Contrato promessa de compra e venda. Impugnação de facto. Declarações de parte. Nulidade formal. Abuso de direito. Inalegalidade
CONTRATO PROMESSA DE COMPRA E VENDA. IMPUGNAÇÃO DE FACTO. DECLARAÇÕES DE PARTE. NULIDADE FORMAL. ABUSO DE DIREITO. INALEGALIDADE
APELAÇÃO Nº 752/17.9T8LRA. C1
Relator: MOREIRA DO CARMO
Data do Acordão: 19-12-2018
Tribunal: TRIBUNAL JUDICIAL DA COMARCA DE LEIRIA – LEIRIA – JC CÍVEL – JUIZ 1
Legislação: ARTS.334, 410 CC, 466, 640 CPC
Sumário:
- Não há lugar à reapreciação da matéria de facto quando o facto concreto objecto da impugnação for insusceptível de, face às circunstância próprias do caso em apreciação, ter relevância ou suficiência jurídica para a solução da causa ou mérito do recurso, sob pena de se levar a cabo uma actividade processual que se sabe, de antemão, ser inconsequente.
- As declarações de parte, de mera apreciação livre (como decorre do art. 466º, nº 3, do NCPC), desacompanhadas de outros elementos probatórios confirmatórios/clarificadores, não podem valer por si só, não tendo o condão de isoladas poderem fundar uma resposta positiva ao que o declarante afirma.
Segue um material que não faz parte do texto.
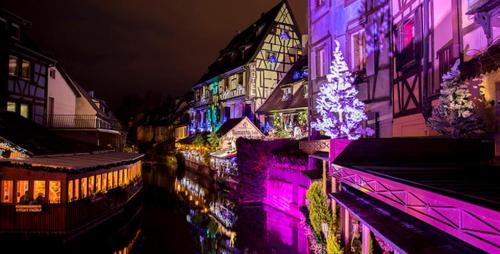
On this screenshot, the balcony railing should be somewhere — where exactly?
[47,115,121,130]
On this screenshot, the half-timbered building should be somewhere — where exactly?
[190,1,302,133]
[308,0,392,139]
[0,10,55,124]
[391,0,500,136]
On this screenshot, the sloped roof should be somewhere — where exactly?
[333,138,500,210]
[2,151,143,171]
[257,56,307,113]
[0,9,56,63]
[198,1,293,83]
[217,117,245,136]
[0,112,97,155]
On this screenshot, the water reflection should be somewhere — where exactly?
[0,161,307,254]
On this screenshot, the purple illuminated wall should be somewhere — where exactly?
[236,139,310,218]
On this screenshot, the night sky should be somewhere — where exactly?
[0,0,307,108]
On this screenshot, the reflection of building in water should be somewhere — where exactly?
[113,229,141,254]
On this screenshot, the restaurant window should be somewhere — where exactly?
[81,177,87,198]
[89,176,95,195]
[118,169,123,186]
[2,180,14,203]
[351,30,366,71]
[68,180,74,202]
[16,180,30,204]
[108,172,113,190]
[21,60,31,79]
[19,103,30,119]
[9,56,17,76]
[113,171,118,188]
[102,173,108,192]
[74,179,80,200]
[49,181,61,204]
[95,175,102,193]
[33,180,45,203]
[7,101,16,112]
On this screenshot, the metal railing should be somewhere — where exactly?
[46,115,121,130]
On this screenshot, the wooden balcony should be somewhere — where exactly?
[47,115,121,131]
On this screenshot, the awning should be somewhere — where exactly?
[330,187,484,254]
[333,138,500,210]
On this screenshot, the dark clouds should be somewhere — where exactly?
[0,0,307,107]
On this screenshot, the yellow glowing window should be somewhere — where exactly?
[68,180,73,202]
[89,176,95,195]
[2,180,14,203]
[95,175,101,192]
[113,171,118,188]
[102,173,108,192]
[108,172,113,190]
[33,181,45,202]
[49,181,61,204]
[16,181,31,204]
[7,101,16,112]
[81,177,87,198]
[118,169,123,186]
[74,179,80,200]
[9,56,17,76]
[19,104,30,118]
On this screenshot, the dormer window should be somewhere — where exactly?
[9,23,21,40]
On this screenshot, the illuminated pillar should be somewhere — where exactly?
[361,224,371,254]
[322,160,328,193]
[340,207,351,253]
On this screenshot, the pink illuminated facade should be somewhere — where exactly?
[300,0,500,253]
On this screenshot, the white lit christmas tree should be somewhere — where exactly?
[312,41,373,140]
[427,60,485,138]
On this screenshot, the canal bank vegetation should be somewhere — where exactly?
[305,182,344,254]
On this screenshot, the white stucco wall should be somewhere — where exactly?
[47,67,76,115]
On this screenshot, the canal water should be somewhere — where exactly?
[9,162,307,254]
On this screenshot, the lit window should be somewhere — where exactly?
[9,56,17,76]
[108,172,113,190]
[80,177,88,198]
[74,179,80,200]
[316,48,325,77]
[68,180,74,202]
[21,60,31,79]
[113,171,118,188]
[49,181,61,204]
[2,180,14,203]
[89,176,95,195]
[7,101,16,112]
[16,181,31,204]
[351,30,366,71]
[102,173,108,192]
[10,23,21,40]
[123,168,128,185]
[19,103,30,118]
[95,175,101,193]
[33,181,45,203]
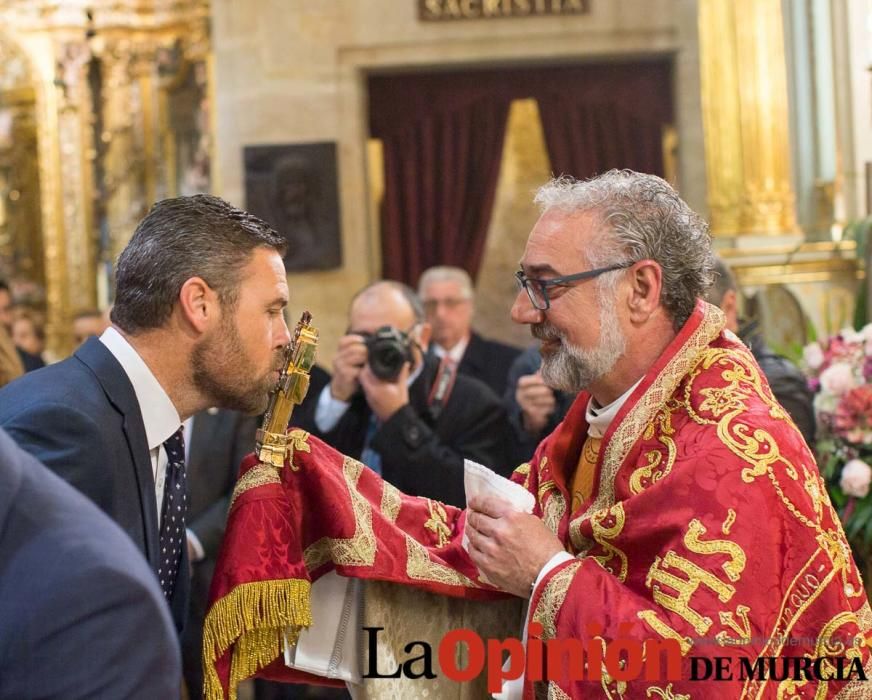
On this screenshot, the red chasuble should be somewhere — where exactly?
[204,302,872,700]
- Em situações excepcionais e bem delimitadas, pode decretar-se, ao abrigo do instituto do abuso de direito, a inalegabilidade pela parte de um vício formal do negócio jurídico, decorrente da preterição das normas imperativas que, com base em razões de interesse público, regem a forma do acto: porém, esta solução – que conduz ao reconhecimento do vício da nulidade, mas também à paralisação da sua normal e típica eficácia – carece de ser aplicada com particulares cautelas, não podendo generalizar-se ou banalizar-se, de modo a desconsiderar de modo sistemático o conteúdo da norma imperativa que regula a forma legalmente exigida para o acto.
- Em consonância com esta orientação geral, pode admitir-se a paralisação da invocabilidade da nulidade por vício de forma, com base num censurável venire contra factum proprium, quando a conduta das partes, sedimentada temporalmente, se traduziu num cumprimento do contrato, sem quaisquer focos de litigiosidade relevante, assumindo aquelas inteiramente os direitos e obrigações dele emergentes e criando, com tal estabilidade da relação contratual, a fundada e legítima confiança na contraparte em que se não invocaria o vício formal, verificado aquando da celebração do acto;
- É o que se verifica quando: – os RR, como promitentes vendedores, no contrato promessa, celebrado em 26.11.2015, renunciaram expressamente ao reconhecimento das assinaturas bem, como ao direito de suscitar a nulidade do contrato decorrente da sua falta, logo aí dando a entender à A., promitente compradora, que não iriam invocar essa nulidade; – por carta datada de 5.2.2016, recepcionada pela A. em 8.2.2016 a R. mulher solicitou à A. a marcação da escritura prometida no contrato em causa até ao dia 12.2.2016, ou seja, interpelam a A. à celebração da escritura pública, num “prazo recorde”, dando aí a entender que estavam muito interessados em realizar o negócio, gerando um reforço da convicção junto da contraparte A. que pretendiam concretizar o negócio prometido, e não invocar a referida nulidade; – apesar desse prazo apertadíssimo a A. logrou agendar a escritura para tal 12.2, munindo-se de todos os elementos necessários à sua efectivação, mas os RR afinal não compareceram à mesma, não obstante a terem solicitado, em tão curto prazo de tempo; – a dita intimação à realização da escritura foi feita quando a mãe da R., também interveniente na celebração do contrato promessa e cujo rogo irregular originou o vício formal do contrato, já havia falecido, o que significa que aquando da apontada intimação o rogo irregular, o vício formal do contrato, afinal não tinha importância alguma para os RR; – 10 dias depois do prazo que deram à A. para celebrar a escritura prometida, venderam o imóvel objecto do contrato promessa a um terceiro; – só na presente acção é que suscitam, pela 1ª vez, a invocação da nulidade decorrente do rogo irregular.